Presentations I have given over many years about cloud safety will reference the fact a ground fault circuit interrupt (GFCI) made toasters safe.
My point has been simply that virtual machines, containers, etc. have an abstraction layer that can benefit from a systemic approach to connectivity and platform safety, rather than pushing every instance to be armored.
The background to the toaster safety story is actually from a computer science (and EE) professor in the 1950s at Berkeley. He was researching physiological effects of electric shocks when applied to humans and animals to (pinpoint exactly what causes a heart to stop).

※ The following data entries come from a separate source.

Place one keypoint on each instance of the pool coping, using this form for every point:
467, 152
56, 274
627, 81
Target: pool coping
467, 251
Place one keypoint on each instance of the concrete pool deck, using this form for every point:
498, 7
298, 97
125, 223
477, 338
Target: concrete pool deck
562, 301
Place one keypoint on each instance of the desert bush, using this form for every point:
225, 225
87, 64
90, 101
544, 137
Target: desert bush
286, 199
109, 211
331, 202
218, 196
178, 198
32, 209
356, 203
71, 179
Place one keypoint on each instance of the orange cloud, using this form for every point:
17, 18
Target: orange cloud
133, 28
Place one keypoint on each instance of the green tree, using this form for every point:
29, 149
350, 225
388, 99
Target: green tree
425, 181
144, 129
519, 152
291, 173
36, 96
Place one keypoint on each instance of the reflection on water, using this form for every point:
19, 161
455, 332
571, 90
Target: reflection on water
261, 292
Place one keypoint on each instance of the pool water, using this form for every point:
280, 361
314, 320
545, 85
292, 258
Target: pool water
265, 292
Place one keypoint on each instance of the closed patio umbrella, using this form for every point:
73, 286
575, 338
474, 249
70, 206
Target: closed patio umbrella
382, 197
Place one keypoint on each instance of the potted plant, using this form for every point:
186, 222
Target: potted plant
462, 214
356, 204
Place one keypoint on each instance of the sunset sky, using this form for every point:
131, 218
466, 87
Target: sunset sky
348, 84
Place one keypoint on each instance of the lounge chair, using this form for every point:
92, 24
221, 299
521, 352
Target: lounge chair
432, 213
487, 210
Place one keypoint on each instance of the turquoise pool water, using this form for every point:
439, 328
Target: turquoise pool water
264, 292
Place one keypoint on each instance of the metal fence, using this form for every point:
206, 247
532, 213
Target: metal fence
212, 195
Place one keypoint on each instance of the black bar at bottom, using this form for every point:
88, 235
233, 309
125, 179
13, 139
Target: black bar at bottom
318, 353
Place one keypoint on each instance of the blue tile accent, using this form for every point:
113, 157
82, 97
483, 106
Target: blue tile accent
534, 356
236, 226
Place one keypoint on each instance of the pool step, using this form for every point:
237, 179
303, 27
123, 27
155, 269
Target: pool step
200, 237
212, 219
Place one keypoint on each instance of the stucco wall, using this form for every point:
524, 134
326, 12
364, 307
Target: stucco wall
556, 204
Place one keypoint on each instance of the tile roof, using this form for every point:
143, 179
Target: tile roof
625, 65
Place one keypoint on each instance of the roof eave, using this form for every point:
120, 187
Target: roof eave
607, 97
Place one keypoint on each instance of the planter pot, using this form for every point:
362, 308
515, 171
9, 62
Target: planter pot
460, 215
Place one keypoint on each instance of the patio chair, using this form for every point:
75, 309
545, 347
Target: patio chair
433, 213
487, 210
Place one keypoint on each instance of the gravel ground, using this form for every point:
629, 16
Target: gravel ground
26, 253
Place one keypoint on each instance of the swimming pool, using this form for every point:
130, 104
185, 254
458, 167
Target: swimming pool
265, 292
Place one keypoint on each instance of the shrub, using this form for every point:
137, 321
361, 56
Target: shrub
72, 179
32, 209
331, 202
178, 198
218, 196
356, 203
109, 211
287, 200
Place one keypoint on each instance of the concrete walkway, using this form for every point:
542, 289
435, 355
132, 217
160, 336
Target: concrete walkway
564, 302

He narrowed the cause of death enough to patent an interrupt device for electric lines, which basically is a firewall at a connection point that blocks flow of current:
The first regulation requiring GFCI was for electricians working on swimming pools:
GFCIs are defined in Article 100 of the NEC as “A device intended for the protection of personnel that functions to de-energize a circuit or portion thereof within an established period of time when a current to ground exceeds the values established for a Class A device.” Class A GFCIs, which are the type required in and around swimming pools, trip when the current to ground is 6 mA or higher and do not trip when the current to ground is less than 4 mA.
Fast forward to cartoonists today and some obviously have completely missed the fact that selling consumers a firewall for connected toasters is a 50-year old topic with long-standing regulations.